The OpenEarth Viewer is a web application for visualising data, models and tools in a Google Earth interface. The set-up is such that data and models from different projects and cases can be viewed at the same time, which enables the user to see the interaction between different datasets and model results. A number of tools is available to perform (simple) actions on the data or run model simulations on the fly. Within Building with Nature (BwN), this application has been used to gain an easily accessible overview of the information that is generated in the program. However, the setup can also be used for data management in other projects.
This tool provides guidance on how to deal with stakeholders in project development, particularly for projects with a Building with Nature approach. Stakeholder management is an important discipline to both increase the quality of projects and win support from others. It helps ensure that projects are implemented and successful, where others fail and are discarded. It is of particular interest to professionals that have limited experience in how to involve stakeholders in project development and implementation. Experienced professionals tend to use similar frameworks on a subconscious level when managing projects. Being more explicit and structured in stakeholder analysis facilitates communication within project teams.
The natural system is the starting-point of any Building with Nature project. In order to develop solutions, the general scope and structure of the system need to be defined. To understand the physical, functional and regulatory aspects that are involved, a consistent systems approach is required.The Systems Analysis tool provides guidance to be able to apply this approach within the Building with Nature context, providing the theoretical background behind system analysis. For a more applied description of a system the Ecomindmap or the stakeholder analysis tool can be used. By definition any system analysis deals with elements and relationships between those elements. The action of the whole can only be understood by knowledge of the interactions of all the parts. The work of systems analysis is to select a system or subsystem to be analysed, define its boundary, identify the components and to develop models that describe the interaction of these components. It starts by insisting on a clear understanding of exactly what the problem is and the goal that should dominate the solution and lead to the criteria for evaluating alternative avenues.

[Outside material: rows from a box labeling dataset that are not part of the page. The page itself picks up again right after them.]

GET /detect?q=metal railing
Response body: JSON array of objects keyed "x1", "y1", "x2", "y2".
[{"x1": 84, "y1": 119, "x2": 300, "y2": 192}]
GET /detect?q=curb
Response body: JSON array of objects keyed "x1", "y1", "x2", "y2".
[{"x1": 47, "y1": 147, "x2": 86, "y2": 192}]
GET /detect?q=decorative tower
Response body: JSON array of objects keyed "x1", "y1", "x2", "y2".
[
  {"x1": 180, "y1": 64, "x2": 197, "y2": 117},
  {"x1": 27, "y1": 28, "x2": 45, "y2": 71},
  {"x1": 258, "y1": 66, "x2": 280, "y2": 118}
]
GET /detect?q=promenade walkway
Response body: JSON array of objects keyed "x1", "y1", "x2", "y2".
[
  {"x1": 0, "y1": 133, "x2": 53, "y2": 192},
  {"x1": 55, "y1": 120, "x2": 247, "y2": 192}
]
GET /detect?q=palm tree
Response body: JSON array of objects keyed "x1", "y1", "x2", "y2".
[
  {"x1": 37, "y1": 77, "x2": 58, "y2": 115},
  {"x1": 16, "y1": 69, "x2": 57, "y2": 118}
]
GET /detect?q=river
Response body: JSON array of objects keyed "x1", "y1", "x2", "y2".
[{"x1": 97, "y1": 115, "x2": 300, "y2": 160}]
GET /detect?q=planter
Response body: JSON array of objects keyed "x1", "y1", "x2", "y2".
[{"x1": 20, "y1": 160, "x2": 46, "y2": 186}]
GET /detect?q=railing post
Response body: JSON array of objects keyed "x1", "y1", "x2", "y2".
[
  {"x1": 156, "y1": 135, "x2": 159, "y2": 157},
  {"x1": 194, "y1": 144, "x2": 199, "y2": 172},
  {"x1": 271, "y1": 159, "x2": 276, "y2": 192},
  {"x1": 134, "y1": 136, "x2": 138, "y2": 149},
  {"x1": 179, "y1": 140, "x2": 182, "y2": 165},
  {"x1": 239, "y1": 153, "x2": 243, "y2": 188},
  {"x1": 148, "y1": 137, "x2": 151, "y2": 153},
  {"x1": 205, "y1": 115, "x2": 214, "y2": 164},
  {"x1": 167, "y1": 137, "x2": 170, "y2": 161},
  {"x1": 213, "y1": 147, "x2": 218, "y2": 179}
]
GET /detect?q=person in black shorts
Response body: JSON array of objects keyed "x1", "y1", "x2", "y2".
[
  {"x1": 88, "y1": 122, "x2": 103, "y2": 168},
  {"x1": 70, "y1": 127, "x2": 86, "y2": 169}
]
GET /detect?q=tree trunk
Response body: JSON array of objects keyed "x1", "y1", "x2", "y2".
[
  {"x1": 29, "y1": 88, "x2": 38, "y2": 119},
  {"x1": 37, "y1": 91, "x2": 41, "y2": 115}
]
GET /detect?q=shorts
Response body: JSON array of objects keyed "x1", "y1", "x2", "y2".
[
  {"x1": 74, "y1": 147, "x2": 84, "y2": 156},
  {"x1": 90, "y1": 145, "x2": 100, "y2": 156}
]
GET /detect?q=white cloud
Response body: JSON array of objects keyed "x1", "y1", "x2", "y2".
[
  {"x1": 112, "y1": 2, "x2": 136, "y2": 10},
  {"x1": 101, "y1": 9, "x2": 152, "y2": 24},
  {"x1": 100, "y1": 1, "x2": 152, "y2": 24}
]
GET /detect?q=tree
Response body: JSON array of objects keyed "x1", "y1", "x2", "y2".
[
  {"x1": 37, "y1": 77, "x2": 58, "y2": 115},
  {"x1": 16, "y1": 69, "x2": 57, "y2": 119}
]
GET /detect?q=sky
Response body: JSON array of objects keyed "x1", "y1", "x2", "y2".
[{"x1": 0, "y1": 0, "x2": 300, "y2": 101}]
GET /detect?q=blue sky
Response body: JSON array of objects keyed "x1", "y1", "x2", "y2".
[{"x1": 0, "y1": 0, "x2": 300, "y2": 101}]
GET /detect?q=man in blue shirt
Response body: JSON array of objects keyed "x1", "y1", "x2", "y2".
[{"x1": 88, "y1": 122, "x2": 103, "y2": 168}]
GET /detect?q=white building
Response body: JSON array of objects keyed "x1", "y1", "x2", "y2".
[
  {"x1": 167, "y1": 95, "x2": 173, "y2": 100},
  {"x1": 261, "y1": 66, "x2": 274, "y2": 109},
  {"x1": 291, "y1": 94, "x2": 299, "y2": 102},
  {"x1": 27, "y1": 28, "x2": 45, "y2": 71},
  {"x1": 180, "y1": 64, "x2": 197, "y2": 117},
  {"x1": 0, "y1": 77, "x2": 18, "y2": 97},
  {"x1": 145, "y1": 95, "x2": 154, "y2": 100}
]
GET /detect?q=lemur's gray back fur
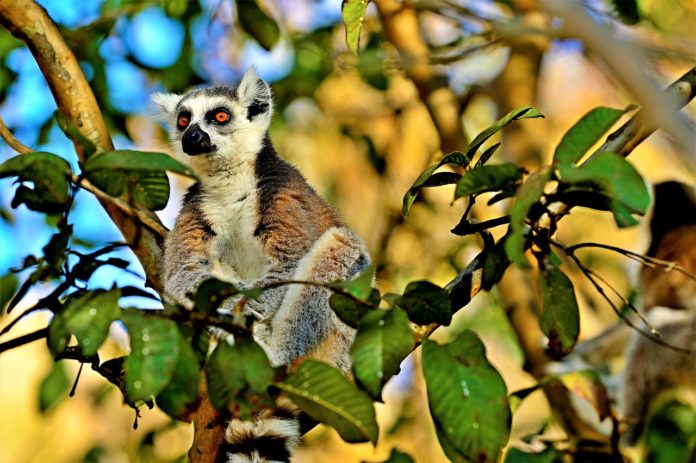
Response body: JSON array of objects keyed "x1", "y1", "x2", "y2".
[{"x1": 153, "y1": 70, "x2": 370, "y2": 462}]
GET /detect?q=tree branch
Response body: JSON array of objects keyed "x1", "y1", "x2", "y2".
[{"x1": 0, "y1": 0, "x2": 164, "y2": 293}]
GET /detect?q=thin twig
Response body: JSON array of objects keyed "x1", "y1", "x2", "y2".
[{"x1": 566, "y1": 243, "x2": 696, "y2": 280}]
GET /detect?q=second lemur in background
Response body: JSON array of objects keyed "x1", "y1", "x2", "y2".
[{"x1": 153, "y1": 69, "x2": 370, "y2": 462}]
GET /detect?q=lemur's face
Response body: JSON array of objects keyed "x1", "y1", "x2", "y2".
[{"x1": 153, "y1": 69, "x2": 272, "y2": 173}]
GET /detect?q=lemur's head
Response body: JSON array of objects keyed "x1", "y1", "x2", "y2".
[{"x1": 152, "y1": 69, "x2": 273, "y2": 175}]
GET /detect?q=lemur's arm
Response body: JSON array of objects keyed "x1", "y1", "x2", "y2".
[
  {"x1": 255, "y1": 227, "x2": 370, "y2": 370},
  {"x1": 164, "y1": 193, "x2": 213, "y2": 309}
]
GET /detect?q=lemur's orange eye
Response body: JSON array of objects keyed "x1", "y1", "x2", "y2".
[{"x1": 215, "y1": 111, "x2": 230, "y2": 124}]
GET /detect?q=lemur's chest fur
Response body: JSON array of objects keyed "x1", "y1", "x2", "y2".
[{"x1": 201, "y1": 164, "x2": 271, "y2": 285}]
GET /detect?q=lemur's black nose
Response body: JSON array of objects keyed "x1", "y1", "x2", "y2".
[{"x1": 181, "y1": 124, "x2": 215, "y2": 156}]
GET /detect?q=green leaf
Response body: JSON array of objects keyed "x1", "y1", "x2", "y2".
[
  {"x1": 236, "y1": 0, "x2": 280, "y2": 51},
  {"x1": 505, "y1": 169, "x2": 551, "y2": 268},
  {"x1": 0, "y1": 152, "x2": 71, "y2": 213},
  {"x1": 505, "y1": 445, "x2": 565, "y2": 463},
  {"x1": 401, "y1": 151, "x2": 471, "y2": 215},
  {"x1": 206, "y1": 339, "x2": 273, "y2": 410},
  {"x1": 85, "y1": 150, "x2": 196, "y2": 178},
  {"x1": 558, "y1": 152, "x2": 650, "y2": 227},
  {"x1": 329, "y1": 289, "x2": 380, "y2": 328},
  {"x1": 558, "y1": 370, "x2": 611, "y2": 421},
  {"x1": 276, "y1": 360, "x2": 378, "y2": 444},
  {"x1": 331, "y1": 265, "x2": 375, "y2": 301},
  {"x1": 156, "y1": 337, "x2": 201, "y2": 419},
  {"x1": 0, "y1": 273, "x2": 19, "y2": 314},
  {"x1": 341, "y1": 0, "x2": 368, "y2": 55},
  {"x1": 121, "y1": 309, "x2": 181, "y2": 403},
  {"x1": 553, "y1": 107, "x2": 627, "y2": 164},
  {"x1": 39, "y1": 362, "x2": 70, "y2": 413},
  {"x1": 474, "y1": 143, "x2": 500, "y2": 168},
  {"x1": 422, "y1": 330, "x2": 511, "y2": 461},
  {"x1": 350, "y1": 307, "x2": 415, "y2": 398},
  {"x1": 538, "y1": 256, "x2": 580, "y2": 357},
  {"x1": 384, "y1": 449, "x2": 413, "y2": 463},
  {"x1": 47, "y1": 289, "x2": 121, "y2": 356},
  {"x1": 53, "y1": 109, "x2": 97, "y2": 158},
  {"x1": 395, "y1": 281, "x2": 452, "y2": 325},
  {"x1": 454, "y1": 162, "x2": 522, "y2": 199},
  {"x1": 466, "y1": 106, "x2": 544, "y2": 159}
]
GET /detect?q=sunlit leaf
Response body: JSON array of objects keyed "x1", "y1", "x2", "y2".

Visual thinking is the process of translating one's thoughts to relatively simple images on paper. This process has proven to be very useful in assisting the development of concepts, identifying key elements, and synthesisng group ideas. It follows the idea that “an image speaks a thousand words”. This tool description is based on the way a Dutch industrial design company (JAM) puts visual thinking into practice (http://www.jam-site.nl/). Building with Nature has implemented this tool during workshops to translate conceptual designing discussions into conceptual design visualisations. It successfully assisted with clarifying a certain issue at stake, including roles and responsibilities of people involved. It also helps in illuminating project objectives and to gain a distinct overview of the situation. The results serve as a communication tool for all people involved in the project.